Ekonomi de siyaset gibi balon yaptı
2012 yılında, altın dahil, tüm finansal yatırım araçları reel anlamda, yatırımcısı için kayıp getirirken, borsa bir yılda reel olarak yüzde 37 oranında kazandırdı. İMKB dünyanın en fazla kazandıran yatırımı oldu. İMKB 2011 yılında yüzde 27.74 reel kayıp getirmişti.
2011 yılı ve 2012 yılında İMKB 100 endeksi 68 yüzde puanlık bir hareket gösterdi. Finansal yatırım araçları getirileri arasında bu kadar fark olursa ve borsanın (2011-2012) iki yıldaki hareketi bu kadar yüksek olursa, ekonomi aşırı kırılgan ve istikrarsız demektir. Böyle bir piyasa da spekülatif piyasadır.
Borsadaki balon nereye kadar gider? Daha çok şişmesi menkul değerlerle, reel varlıkların arasında irtibatın daha fazla açılmasına neden olacaktır. 2008 krizinin nedeni de ABD ve Avrupa da menkul değerlerin balon yapmasıydı.
Finansal yatırım araçlarının TÜFE’ye
göre yıllık reel getiri oranı (Yüzde)
2011 Yılı 2012 Yılı
Mevduat faizi -2.79 0.89
Borsa -27.74 37.31
Dolar 11.23 -9.95
Euro 10.78 -10.30
Külçe altın 31.06 -7.60
Faize gelince... 2012 yılında TÜFE’ye göre düzeltilmiş, mevduat brüt faizinin 0.89 oranında bir getirisi oldu. Eğer brüt reel faizden yüzde 16 dolayında stopajı düşersek, mevduatın reel getirisi sıfıra yakın, yüzde 0.76 olacaktır. Faizin sıfıra yakın olması, kaynakların sıfırdan yeni yatırımlara gitmesini sağlar. Ne var ki ne yerli ne de yabancı sıfırdan yapılan yatırımlarda artış olmadı. Para borsaya gitti. Borsa balon yaptı.
Borsadaki işlemlerin yüzde 60 ile yüzde 70’i yabancılar tarafından yapıldı. Bunun için de gelen yabancı sermaye sıcak para olarak geldi. Gerçekte borsa bizim gibi ülkelerde yatırımlar için dağınık tasarrufların toplandığı bir havuz işlevi yapar. Ancak kırılgan bir ekonomi nedeniyle, yerli ve yabancı sermaye sıfırdan yeni yatırımlara gitmiyor, spekülatif piyasada kalıyor.
2012 yılında altın da yatırım yapanlara reel olarak yüzde 7.60 oranında kayıp getirdi. Oysa ki 2011 yılında külçe altın reel olarak yüzde 31.06 oranında reel getiri sağlamış ve en fazla kazandıran finansal yatırım olmuştu.

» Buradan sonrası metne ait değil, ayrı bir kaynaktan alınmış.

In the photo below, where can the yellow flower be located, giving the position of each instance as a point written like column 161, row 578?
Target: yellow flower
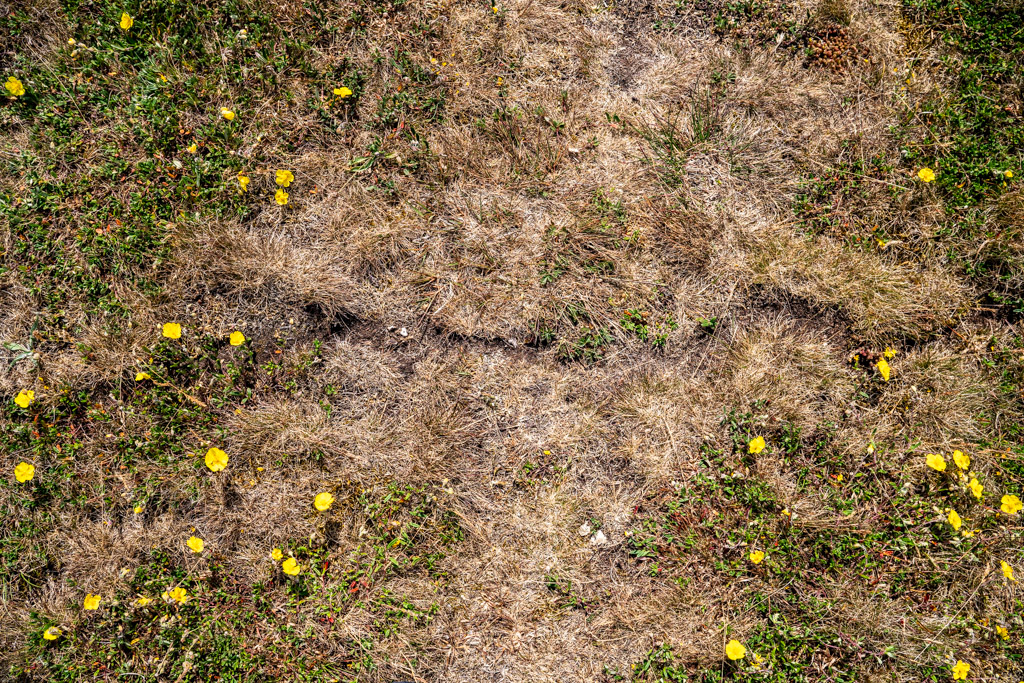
column 1011, row 504
column 954, row 520
column 963, row 462
column 24, row 397
column 883, row 367
column 216, row 460
column 24, row 472
column 734, row 650
column 13, row 86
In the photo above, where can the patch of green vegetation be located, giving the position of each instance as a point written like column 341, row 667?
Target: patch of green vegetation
column 223, row 631
column 972, row 134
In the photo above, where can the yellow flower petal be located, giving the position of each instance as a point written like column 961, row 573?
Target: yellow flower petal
column 24, row 472
column 963, row 461
column 14, row 86
column 216, row 460
column 1010, row 504
column 954, row 520
column 734, row 650
column 24, row 397
column 883, row 367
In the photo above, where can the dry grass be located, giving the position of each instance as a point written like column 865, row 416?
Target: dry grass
column 445, row 341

Euro ve dolar da 2011’de TL karşısında değer kazanmış ve fakat 2012’de yeniden TL karşısında değer kaybetmiştir. Yani 2012 yılında TL değer kazanmıştır. Bu yüzden dolar ve euro yüzde 10 dolayında reel kayıp getirmiştir. Aslında dövizi bir yatırım aracı gibi görmek ve yatırım yapmak doğru değildir. Ancak Türkiye’de sıcak para kırılganlığı artırıyor. Yabancı paraya yatırım aracı gibi bakılıyor.
Aralık ayında Merkez Bankası’nın hazırladığı 2003 yılı TÜFE bazlı reel kur endeksi 118’dir. Yani TL yüzde 18 değerlidir. Böyle oldukça Türkiye cari açıktan kurtulamaz. Mamafih 2012 yılında büyüme oranındaki düşmeye rağmen halen 50 milyar dolar cari açık var.
TL’nin yüzde 18 değerli olması halinde, ihracatçı peşinen yüzde 18 kaybediyor. Ayrıca Türkiye’de üretim maliyetleri de yüksektir.. Çünkü imalat sanayisinde kapasite kullanım oranı düşüktür. İmalat sanayisi kapasite kullanım oranı, 2012 yılında yüzde 74.5 ile yüzde 72.9 arasında değişti. Değerli TL ve yüksek üretim maliyetleri birleşince, ihracatta rekabet gücümüz düşüyor. Ne yapsak cari açığı çözemiyoruz.
Cari açık için ezber haline gelmiş olan, akaryakıt ve büyümeyi ileri süreceklere, dün de verdiğim örneği veriyorum. Çin de petrol ihracatçısıdır... Ve Çin dünyanın en yüksek büyüme oranını tutturan ülkedir.